Back in my early 20s (and mind you 2026 I am now 29), somebody that I had no business being involved with wanted to trap me with a baby. THANK GOD that did not happen! While in conversation and action, he was 100% certain that this was what he wanted to do at that time, he eventually chose to work things out with his baby momma/ on-off again girlfriend and had another kid with her. If I am not mistaken, this was within a year of that. He didn't put in any real effort with me besides saying multiple times that he wanted to get me pregnant and trying. No attempt at a relationship, no attempt to keep me in his life the right way. No real plan, no thoughts, no discussions, just actions. Meanwhile I got to witness him loudly showing off and being happy with his on-again girlfriend and posting about their pregnancy.

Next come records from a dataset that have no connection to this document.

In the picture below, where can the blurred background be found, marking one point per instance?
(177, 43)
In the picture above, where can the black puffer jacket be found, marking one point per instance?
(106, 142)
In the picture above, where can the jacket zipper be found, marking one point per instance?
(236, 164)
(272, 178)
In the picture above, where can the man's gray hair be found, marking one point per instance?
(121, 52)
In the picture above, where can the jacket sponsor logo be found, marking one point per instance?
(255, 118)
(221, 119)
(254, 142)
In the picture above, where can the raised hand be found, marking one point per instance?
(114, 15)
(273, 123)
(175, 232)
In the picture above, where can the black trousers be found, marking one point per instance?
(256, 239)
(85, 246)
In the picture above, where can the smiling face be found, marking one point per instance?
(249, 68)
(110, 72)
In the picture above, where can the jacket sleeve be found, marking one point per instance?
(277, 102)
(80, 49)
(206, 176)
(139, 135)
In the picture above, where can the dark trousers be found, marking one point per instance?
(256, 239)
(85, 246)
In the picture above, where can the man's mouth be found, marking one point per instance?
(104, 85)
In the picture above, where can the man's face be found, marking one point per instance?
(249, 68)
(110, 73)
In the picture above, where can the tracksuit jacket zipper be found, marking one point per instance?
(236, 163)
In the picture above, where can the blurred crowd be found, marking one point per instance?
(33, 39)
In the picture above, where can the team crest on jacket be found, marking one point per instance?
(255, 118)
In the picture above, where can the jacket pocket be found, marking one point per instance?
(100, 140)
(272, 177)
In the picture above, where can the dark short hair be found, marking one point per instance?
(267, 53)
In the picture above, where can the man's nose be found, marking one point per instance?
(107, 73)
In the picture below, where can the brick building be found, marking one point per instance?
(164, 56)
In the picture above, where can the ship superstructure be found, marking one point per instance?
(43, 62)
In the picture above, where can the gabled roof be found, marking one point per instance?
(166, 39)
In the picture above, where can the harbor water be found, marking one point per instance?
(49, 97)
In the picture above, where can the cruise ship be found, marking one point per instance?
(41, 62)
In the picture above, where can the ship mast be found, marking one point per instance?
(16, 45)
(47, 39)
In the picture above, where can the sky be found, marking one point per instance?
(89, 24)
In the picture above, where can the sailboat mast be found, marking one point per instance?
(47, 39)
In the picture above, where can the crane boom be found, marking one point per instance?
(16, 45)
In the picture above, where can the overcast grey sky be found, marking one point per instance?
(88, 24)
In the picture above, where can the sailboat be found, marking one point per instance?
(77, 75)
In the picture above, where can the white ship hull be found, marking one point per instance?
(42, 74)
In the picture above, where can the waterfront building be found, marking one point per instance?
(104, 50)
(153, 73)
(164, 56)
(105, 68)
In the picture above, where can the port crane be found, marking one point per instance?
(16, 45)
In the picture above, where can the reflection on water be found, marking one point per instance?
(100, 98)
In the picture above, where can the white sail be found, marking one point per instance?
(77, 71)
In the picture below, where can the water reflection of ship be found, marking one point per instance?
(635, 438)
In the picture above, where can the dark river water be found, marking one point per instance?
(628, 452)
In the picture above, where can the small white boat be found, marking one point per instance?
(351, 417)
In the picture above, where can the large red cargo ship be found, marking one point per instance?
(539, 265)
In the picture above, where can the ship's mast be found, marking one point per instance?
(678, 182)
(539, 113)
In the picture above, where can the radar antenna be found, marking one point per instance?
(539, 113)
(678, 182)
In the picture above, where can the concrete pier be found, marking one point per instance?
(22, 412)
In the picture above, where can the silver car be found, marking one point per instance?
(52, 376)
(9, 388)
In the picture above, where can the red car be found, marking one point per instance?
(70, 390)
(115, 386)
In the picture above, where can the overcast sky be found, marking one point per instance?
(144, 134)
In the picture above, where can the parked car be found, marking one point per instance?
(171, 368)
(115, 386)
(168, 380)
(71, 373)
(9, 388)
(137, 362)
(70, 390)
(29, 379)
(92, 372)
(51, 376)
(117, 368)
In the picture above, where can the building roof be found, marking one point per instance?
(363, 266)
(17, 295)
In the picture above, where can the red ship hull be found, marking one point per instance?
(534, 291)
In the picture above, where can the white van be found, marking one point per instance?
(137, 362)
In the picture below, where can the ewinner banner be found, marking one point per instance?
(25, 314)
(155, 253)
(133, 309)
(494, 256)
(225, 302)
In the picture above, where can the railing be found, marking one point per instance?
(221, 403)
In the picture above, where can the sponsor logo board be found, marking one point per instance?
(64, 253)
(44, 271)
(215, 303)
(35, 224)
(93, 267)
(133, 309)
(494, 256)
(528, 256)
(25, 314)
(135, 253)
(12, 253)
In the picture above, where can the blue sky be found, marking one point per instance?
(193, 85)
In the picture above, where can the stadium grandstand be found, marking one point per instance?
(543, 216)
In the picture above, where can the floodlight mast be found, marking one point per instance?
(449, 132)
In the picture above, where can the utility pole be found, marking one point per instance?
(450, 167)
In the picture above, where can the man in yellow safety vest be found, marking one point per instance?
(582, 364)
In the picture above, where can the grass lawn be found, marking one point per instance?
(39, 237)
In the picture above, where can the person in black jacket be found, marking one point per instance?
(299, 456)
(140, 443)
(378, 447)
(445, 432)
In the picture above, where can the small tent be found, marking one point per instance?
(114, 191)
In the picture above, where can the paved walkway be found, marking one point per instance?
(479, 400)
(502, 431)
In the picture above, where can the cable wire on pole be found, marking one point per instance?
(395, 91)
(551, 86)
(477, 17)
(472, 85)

Of course, I was hurt from that and felt a way. At that time, I believed I was witnessing another woman live the life I THOUGHT I wanted, with the man I THOUGHT I wanted to be with. Lot of times when we get to witness a person from our past having a more successful life and relationship with someone else, there can be a sense of wondering how it could've been with you had you made different decisions. Maybe you could've had a similar experience, maybe the lack of success was your fault, maybe this... maybe that. Something I wrote that I recently read, "what it was going to be with you, it was."
Now let's take things back to where I originally met this person, high school.
I had the pleasure of being around him and having an up close and personal view of who he was, and how he moved in relationships. He was a player who sought to sleep with as many people as possible, this was a well-known fact. If there were a pair of legs open, 9/10 he was in it. One year it was known that he had a girlfriend that he was consistently cheating on with someone who had no shame about being a sidepiece. The following year, I ended up having a culinary class with this same girlfriend, now ex, who was still messing with him. I got a front row seat to her experience and how he'd lead her on, say all of these things, but then be messing with and dating other women. Senior year, it was the same story with a whole new set of women. He was always somebody that kept several eggs in numerous baskets. There came a time where he turned his attention to me, possibly trying to run the same game. I knew enough to know not to fall for it, but also falling into that trap of feeling like I'm missing out on something because everybody else is having sex and constantly talking about it.
There was a part of me that cared and wanted to see him change, believing in my ignorance that age would make a difference. Whether he changed later on in life or not, it is unlikely that I would've ever trusted or fully accepted him.